IE 11 is not supported. For an optimal experience visit our site on another browser.

Free Taglit-Birthright Travel to Israel Continues Amid Shelling

An all-expense paid international trip sounds enticing for any young adult, until the rockets start falling.
El-Al flight
A plane belonging to Israel's national airline El Al sits on the tarmac of Ben Gurion International airport, near Tel Aviv, on July 23, 2014.Gil Cohen Magen / AFP - Getty Images

An all-expense paid international trip sounds enticing for any young adult, until the rockets start falling.

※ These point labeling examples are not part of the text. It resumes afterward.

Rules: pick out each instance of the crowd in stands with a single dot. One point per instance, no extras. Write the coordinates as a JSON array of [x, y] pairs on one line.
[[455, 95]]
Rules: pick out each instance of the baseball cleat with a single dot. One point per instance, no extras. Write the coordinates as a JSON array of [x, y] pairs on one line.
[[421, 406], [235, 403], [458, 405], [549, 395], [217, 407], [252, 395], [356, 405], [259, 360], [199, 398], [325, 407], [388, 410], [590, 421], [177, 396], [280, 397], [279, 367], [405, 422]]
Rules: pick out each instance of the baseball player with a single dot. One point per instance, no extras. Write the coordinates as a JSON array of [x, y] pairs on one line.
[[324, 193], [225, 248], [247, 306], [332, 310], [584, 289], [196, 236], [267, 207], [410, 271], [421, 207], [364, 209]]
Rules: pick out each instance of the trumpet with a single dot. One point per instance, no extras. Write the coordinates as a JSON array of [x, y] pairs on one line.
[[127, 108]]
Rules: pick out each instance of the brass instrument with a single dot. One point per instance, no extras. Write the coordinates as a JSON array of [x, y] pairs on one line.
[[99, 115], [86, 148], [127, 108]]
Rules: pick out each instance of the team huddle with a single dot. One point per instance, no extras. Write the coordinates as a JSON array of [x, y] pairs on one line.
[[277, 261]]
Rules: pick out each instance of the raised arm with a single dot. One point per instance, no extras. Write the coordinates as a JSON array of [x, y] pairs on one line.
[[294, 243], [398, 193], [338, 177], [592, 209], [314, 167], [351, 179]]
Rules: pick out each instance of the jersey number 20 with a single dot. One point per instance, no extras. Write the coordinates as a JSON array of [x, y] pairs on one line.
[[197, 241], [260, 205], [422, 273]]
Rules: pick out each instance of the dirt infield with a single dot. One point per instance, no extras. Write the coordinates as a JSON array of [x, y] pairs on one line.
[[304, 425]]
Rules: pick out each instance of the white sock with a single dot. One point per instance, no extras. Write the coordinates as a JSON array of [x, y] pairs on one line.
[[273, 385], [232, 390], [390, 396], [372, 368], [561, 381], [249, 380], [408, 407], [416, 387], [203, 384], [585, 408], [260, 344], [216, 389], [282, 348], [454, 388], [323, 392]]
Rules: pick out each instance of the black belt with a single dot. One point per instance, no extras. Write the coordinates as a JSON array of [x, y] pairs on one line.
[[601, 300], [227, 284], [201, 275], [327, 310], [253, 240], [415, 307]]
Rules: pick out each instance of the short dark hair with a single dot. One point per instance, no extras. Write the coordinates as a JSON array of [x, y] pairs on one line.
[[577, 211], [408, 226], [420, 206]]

As Israel shells Gaza, Hamas has targeted the Ben Gurion International Airport, prompting a temporary flight suspension by major airlines earlier this week and one aborted landing Friday. Meanwhile, some young Jewish Americans drawn to visit their homeland on free 'Birthright' trips are getting a close view of the conflict.

"Who else gets to say they had a bomb fall two blocks in front of their hotel?"

“Who else gets to say they had a bomb fall two blocks in front of their hotel?” said Maya Argano of Towson, Md., who is currently traveling in Israel. “It was the scariest moment of my life.”

Even so, she says she has no regrets about going, adding that the trip has opened her eyes to new adventures and historic events and brought her together with people who have quickly become family: “With everything that has currently been going on in Israel, I wouldn't have wanted any other people by my side.”

Most of those people, it turns out, were fellow participants on a group tour organized by Taglit-Birthright, a Jerusalem-based organization that offers free 10-day trips to Jews ages 18–26. Launched in 1999, the group seeks to “strengthen Jewish identity, Jewish communities and solidarity with Israel” and has organized trips for more 400,000 people from 66 countries.

Recent events have added a layer of complexity to the operation.

“It’s been a time of great challenge,” said Gail Hyman, Taglit-Birthright vice president for communication and marketing. “We have lots of young adults on the ground in Israel or about to fly there. Like anybody else traveling to Israel we’ve had to make some adjustments.”

Taglit-Birthright group
A Taglit-Birthright group hikes the Masada fortification in the Southern District of Israel overlooking the Dead Sea earlier this summer.Taglit-Birthright Israel

According to Hyman, the group currently has approximately 2,500 participants in the country with roughly another 2,500 due to fly in. She expected the things to go more smoothly now that the FAA’s ruling prohibiting U.S. carriers from flying to Ben Gurion International Airport has been lifted.

“All the participants that were planning to leave Israel or return from Israel are now all booked on flights,” she said. “By [Friday] afternoon, everybody will either be in Israel as scheduled or back home from their trip.”

Those, that is, who weren’t dissuaded from going by the continuing violence in the area. Since hostilities began almost three weeks ago, says Hyman, roughly 30 percent of the participants who signed up for July trips have canceled.

"I feel heartbroken...I wasn't sure if this was a risk I was willing to take."

They’re people like Hailey Desormeaux of Ottawa who told CTV News, “I feel heartbroken I can't be there at this time but given the past events with Air Malaysia, and the rocket that landed there (in Tel Aviv) a kilometer away, I wasn't sure if this was a risk I was willing to take.”

“We understand that some people are not prepared to travel under these conditions,” said Hyman of other participants who have contacted the organization to cancel their trips.

Nevertheless, she believes the organization’s 14 years of experience — “sometimes in good times, sometimes in not-so-good times” — has allowed it to develop systems to keep its participants safe.

“The security systems that are in place are meticulously monitored throughout,” she said. “We have a real-time system that’s hooked into Israel’s security mechanisms and we move buses when we have to.”

That’s what happened to Alex Jaffe, a college student from Bloomington, Minn., who returned from a Birthright trip on Monday.

“When there were attacks near where we were, we’d go somewhere else,” he said. “We were supposed to go to Tel Aviv one day but we went to Sfat instead.”

Needless to say, such options aren’t open to the residents of Gaza or Southern Israel but with U.S. Department of Transportation Secretary Antony Foxx telling reporters on Thursday that additional steps have been taken to ensure travel safety, travel to Israel will likely pick up again.